Both Republican senators from Kentucky, along with Congressman Thomas Massie (R-Ky.), are set to introduce legislation that would remove hemp, or cannabis stalk, from the list of federally banned substances.
The reason for doing so is that big four letter word that politicians love to use: JOBS. Rep. Massie claims that the legalization of hemp would revive the textile and, to a lesser extent, the food industry. Hemp produces such products as health foods, oils, rope, cloth, paper, and fuel.
Massie also contends that the hemp industry will create 10 times as many jobs as the Keystone XL pipeline.
The bill is officially titled, “The Industrial Hemp Farming Act”, and enjoys bi-partisan support.
There is opposition to the bill however, as the National Narcotics Officers’ Associations Coalition and Rep. Hal Rodgers (R-Ky.) both argue that it is impossible for law enforcement to make an immediate determination as to whether a field of cannabis plants are hemp or marijuana.
President of the coalition, Bob Bushman, says that to distinguish between the two would require some level of “scientific” study, which is outside the realm of a policeman’s expertise.
Prior to the 1970s hemp was legal in the United States, and proponents of its re-legitimized status point to $580 million in imports of hemp products in 2013 alone. Still, Rep. Massie says Kentucky’s hemp coalition is going to have to change some stubborn minds on his side of the isle to get the bill through Congress.

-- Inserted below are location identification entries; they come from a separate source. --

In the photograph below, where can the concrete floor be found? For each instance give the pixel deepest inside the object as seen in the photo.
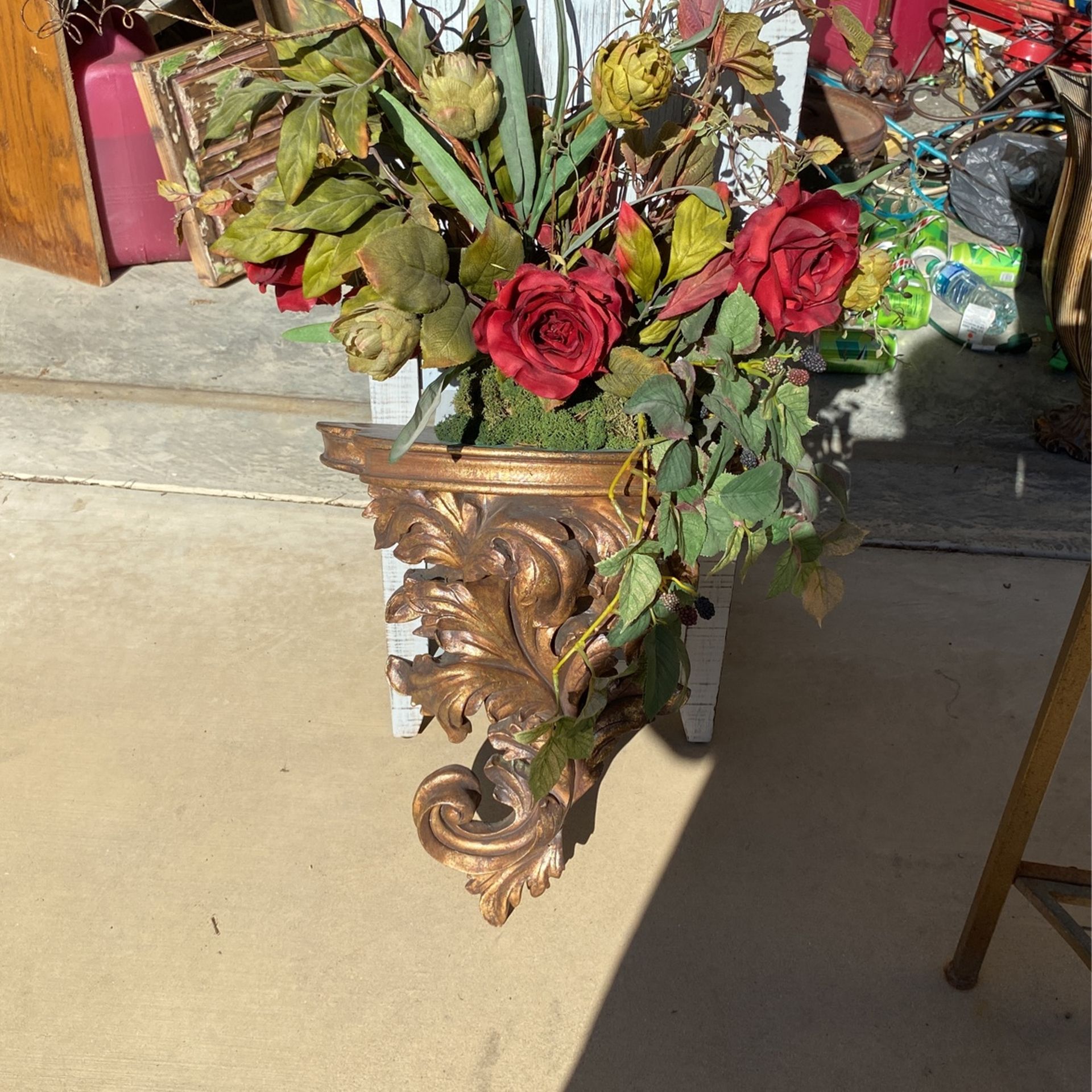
(192, 726)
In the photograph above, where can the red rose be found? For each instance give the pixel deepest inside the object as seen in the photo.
(795, 255)
(287, 275)
(549, 330)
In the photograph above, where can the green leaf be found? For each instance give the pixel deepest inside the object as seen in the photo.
(408, 266)
(698, 235)
(662, 664)
(737, 324)
(622, 634)
(843, 540)
(835, 484)
(661, 398)
(427, 402)
(494, 256)
(319, 275)
(640, 585)
(515, 125)
(846, 189)
(692, 535)
(805, 487)
(331, 205)
(314, 333)
(744, 53)
(757, 541)
(446, 337)
(556, 177)
(851, 28)
(679, 468)
(668, 528)
(300, 147)
(546, 767)
(250, 239)
(246, 102)
(783, 574)
(636, 253)
(437, 162)
(412, 42)
(577, 735)
(720, 527)
(627, 369)
(754, 495)
(806, 543)
(351, 119)
(613, 565)
(694, 325)
(724, 450)
(333, 257)
(822, 592)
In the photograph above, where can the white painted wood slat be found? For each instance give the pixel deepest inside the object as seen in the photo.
(395, 400)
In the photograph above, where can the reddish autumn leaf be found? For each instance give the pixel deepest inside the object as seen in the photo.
(695, 15)
(717, 278)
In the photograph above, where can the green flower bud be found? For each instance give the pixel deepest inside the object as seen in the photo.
(631, 76)
(460, 94)
(378, 338)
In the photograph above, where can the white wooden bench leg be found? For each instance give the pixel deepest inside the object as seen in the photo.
(392, 403)
(706, 644)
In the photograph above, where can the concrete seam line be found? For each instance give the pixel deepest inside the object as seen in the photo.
(187, 491)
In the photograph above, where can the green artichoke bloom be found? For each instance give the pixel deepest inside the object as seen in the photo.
(631, 76)
(460, 94)
(378, 338)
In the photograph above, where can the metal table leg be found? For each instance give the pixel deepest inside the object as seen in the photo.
(1045, 886)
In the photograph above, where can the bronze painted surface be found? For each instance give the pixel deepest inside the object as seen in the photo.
(510, 540)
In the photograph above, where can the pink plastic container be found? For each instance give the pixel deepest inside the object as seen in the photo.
(917, 27)
(138, 224)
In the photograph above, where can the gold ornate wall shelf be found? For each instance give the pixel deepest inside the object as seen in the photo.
(507, 541)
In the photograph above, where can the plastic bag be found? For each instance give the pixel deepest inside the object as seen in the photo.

“It’s harder to get a majority of Republicans to sign on to industrial hemp than it is to get Democrats”, he said. “There’s a stigma attached to it, and Republicans don’t want to be seen as weak on the war on drugs.”
Is the conservative 114th Congress for expanding economic opportunity in this sector or are they still faithful to the politics of the War on Drugs? The vote on this bill could be a political fork in the road for the new Republican majority.